23 junho 2013

buganvília

A minha buganvília teve as suas primeiras flores. Demorou, mas aconteceu.
Até já tinha pensado que ela nunca teria flores, ou pelo menos este ano, o primeiro que está cá em casa.
De início eram umas folhinhas roxas que deixavam dúvidas sobre se eram flores ou folhas, mas agora não há dúvidas nenhumas.
Espero que para o ano esteja florida como as outras buganvílias que por aí vejo a alegrar lares e terraços.



Linda, não é?

12 junho 2013

fadário - (s.m) Vida trabalhosa, difícil ou com muitos desgostos.

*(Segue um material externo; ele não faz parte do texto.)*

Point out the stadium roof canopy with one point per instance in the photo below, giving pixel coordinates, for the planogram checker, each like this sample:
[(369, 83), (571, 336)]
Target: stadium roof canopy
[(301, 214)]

Há os dias em que tudo corre mal, há também as semanas em que tudo corre mal, até o mês em que tudo corre mal, num auge - o ano em que tudo corre mal... Mas eu às vezes parece que tenho a vida em que tudo corre mal.
É porque é uma coisa que se prolonga no tempo, que nunca acaba, em que cada passo dado em frente é o mesmo passo dado para trás, mas com o cansaço acumulado de se caminhar para lado nenhum numa caminhada que não se quer fazer.
Tento, embora não tenha vontade, ir em frente: fazer as grandes coisas que têm de ser feitas, não adiar mais, transpôr a barreira da inércia, cansar-me, estafar-me, perder tempo, deixar outras coisas para segundo plano, para no final conseguir ter a tarefa concluída e olhar satisfeita para a obra realizada. Olho-a um curto momento com satisfação, para perceber pouco depois que afinal não está feita, está falhada. Tanto trabalho em vão, tanto esforço para nada, tanto investimento para o lixo.
É uma luta desigual contra o destino ou o fado ou que quer que seja que me persegue e que me põe sempre na fila mais lenta, que me faz comprar as coisas com defeito, que me magoe quando estou quase a atingir um objectivo desportivo, que se percam os meus impressos, que se enganem na minha morada, que chova nos dias em que planeio actividades na rua...
Não queria muito, só a normalidade de depois de acabar de fazer uma coisa ela ficar concluída.

Também tento lutar contra este mau fadário concretizando as "pequenas coisas" e mesmo essas se atrapalham, transformando a actividade em mais uma acha para a fogueira dos falhanços.

Depois é uma amargura em tudo que me impede de rir as vezes que devia, de brincar o que me apetece, de ser feliz quanto podia.

Com tudo isto nem sei bem qual o melhor remédio/tratamento: inércia ou acção?


10 junho 2013

sobre pensos higiénicos

Este último anúncio a pensos higiénicos "sem odor" deixa-me quase mal disposta.
Supostamente são umas 40 mulheres com o período a usar pensos higiénicos, todas juntas numa sala, de saínhas curtas e a andar e a dançar sempre de perna aberta. E depois fazem aquela coisa horrível que me transtorna o estômago: inspiram com cara de prazer odorífero o cheiro que as mesmas quarenta mulheres menstruadas libertam dos seus pensos higiénicos!!! É nojento!!!

Só mesmo as crianças é que podem ser enganadas por um anúncio daqueles...

E já agora, uma anedota da vida real:
Os anúncios a pensos higiénicos da minha infância apresentavam um penso, em que havia umas coisas grossas que estavam nele (sangue, mas eu não sabia), que depois se tornavam finas.
Um dia, num chuveiro de num parque de campismo, onde eu iria tomar banho, estava um penso deixado a um canto. Vi-o e fui dizer à minha mãe:
- Não quero tomar banho naquele, está ali uma daquelas coisas que servem para as senhoras ficarem com os pêlos mais fininhos.
Naturalmente, a minha mãe não percebeu do que é que eu estava a falar e teve de ver o objecto em si. Foi nesse dia que me foi explicada a menstruação.